Android系统目录树建立过程

一、文件系统类型

        了解Android系统目录树的建立之前，有必要了解文件系统类型。Linux内核中将文件系统类型抽象为结构体struct file_system_type，其中name为文件系统名称，例如ext4、f2fs、rootfs等；mount()\mount2()是挂载文件系统时调用的接口，用于创建super_block，并返回根目录；kill_sb()在卸载文件系统时调用，做一些清理工作；next指向下一个文件系统类型。

struct file_system_type {
	const char *name;
	int fs_flags;
    ................................................
	struct dentry *(*mount) (struct file_system_type *, int,
		       const char *, void *);
	struct dentry *(*mount2) (struct vfsmount *, struct file_system_type *, int,
			       const char *, void *);
	void *(*alloc_mnt_data) (void);
	void (*kill_sb) (struct super_block *);
	struct module *owner;
	struct file_system_type * next;
	struct hlist_head fs_supers;
    ...............................................
};

        所有注册到内核的文件系统类型，都放在以file_systems为表头的单链表中。register_filesystem()就是向该链表中加入新的元素；unregister_filesystem()就是将对应的文件系统类型从该链表中删除；get_fs_type()就是根据文件系统名称在链表中查找。

        常见文件系统类型，都是在对应模块初始化时注册的，比如ext4在模块初始化时注册ext4_fs_type。

static int __init ext4_init_fs(void)
{
	int i, err;

	ratelimit_state_init(&ext4_mount_msg_ratelimit, 30 * HZ, 64);
	ext4_li_info = NULL;
	mutex_init(&ext4_li_mtx);

	/* Build-time check for flags consistency */
	................................................
	register_as_ext3();
	register_as_ext2();
	err = register_filesystem(&ext4_fs_type);
	................................................
}

        通过cat /proc/filesystems节点查看系统中所有注册的文件系统类型名称。

二、根目录的创建

        进程的路径信息保存在task_struct成员fs_struct *fs指向的结构体中，其中root为根目录，pwd为当前目录。
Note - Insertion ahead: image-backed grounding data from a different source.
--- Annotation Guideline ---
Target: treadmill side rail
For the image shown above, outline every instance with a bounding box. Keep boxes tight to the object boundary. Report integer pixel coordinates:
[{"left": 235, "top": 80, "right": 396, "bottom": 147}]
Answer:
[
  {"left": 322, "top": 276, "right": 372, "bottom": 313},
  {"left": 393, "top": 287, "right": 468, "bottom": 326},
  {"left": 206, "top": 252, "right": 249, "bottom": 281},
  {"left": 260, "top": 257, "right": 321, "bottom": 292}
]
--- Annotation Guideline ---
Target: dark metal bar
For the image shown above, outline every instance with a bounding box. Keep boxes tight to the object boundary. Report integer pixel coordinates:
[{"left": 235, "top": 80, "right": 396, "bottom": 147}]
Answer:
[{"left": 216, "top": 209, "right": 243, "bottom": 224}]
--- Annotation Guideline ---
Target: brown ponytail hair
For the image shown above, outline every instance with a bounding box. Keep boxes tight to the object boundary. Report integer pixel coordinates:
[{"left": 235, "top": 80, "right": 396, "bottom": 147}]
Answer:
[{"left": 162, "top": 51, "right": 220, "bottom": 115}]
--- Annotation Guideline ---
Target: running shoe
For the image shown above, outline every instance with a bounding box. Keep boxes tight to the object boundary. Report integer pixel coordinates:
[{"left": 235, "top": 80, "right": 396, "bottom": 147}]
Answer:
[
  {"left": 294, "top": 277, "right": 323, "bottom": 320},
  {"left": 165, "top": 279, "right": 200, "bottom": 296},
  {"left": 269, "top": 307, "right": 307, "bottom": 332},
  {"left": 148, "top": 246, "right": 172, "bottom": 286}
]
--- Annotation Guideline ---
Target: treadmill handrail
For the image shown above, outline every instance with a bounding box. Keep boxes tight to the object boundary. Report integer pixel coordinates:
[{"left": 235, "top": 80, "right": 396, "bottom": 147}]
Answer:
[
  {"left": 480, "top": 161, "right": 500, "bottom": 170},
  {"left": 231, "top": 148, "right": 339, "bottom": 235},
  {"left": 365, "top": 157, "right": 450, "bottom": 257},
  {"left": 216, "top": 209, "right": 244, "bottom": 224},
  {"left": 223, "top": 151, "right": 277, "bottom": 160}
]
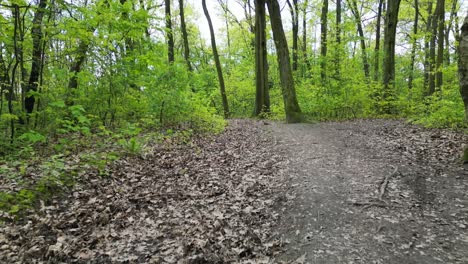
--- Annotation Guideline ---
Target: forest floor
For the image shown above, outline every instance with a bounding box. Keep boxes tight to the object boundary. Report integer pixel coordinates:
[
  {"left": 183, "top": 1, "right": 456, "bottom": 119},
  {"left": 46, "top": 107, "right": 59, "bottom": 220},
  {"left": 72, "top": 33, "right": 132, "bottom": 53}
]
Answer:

fs_struct *fs的数据来源于父进程，当clone_flags的CLONE_FS置位时，父子进程指向同一个fs_struct指针，否则创建一个fs_struct，并把父进程的信息拷贝过来。

struct fs_struct {
    ......................
	struct path root, pwd;
};
static int copy_fs(unsigned long clone_flags, struct task_struct *tsk)
{
	struct fs_struct *fs = current->fs;
	if (clone_flags & CLONE_FS) {
		/* tsk->fs is already what we want */
		spin_lock(&fs->lock);
		if (fs->in_exec) {
			spin_unlock(&fs->lock);
			return -EAGAIN;
		}
		fs->users++;
		spin_unlock(&fs->lock);
		return 0;
	}
	tsk->fs = copy_fs_struct(fs);
	if (!tsk->fs)
		return -ENOMEM;
	return 0;
}

        init_task是所有进程中的老祖宗，其它进程的fs_struct *fs都直接或间接来源与init_task的fs_struct *fs，该指针指向的结构体是在start_kernel()-->vfs_caches_init()-->mnt_init()-->init_mount_tree()中初始化的。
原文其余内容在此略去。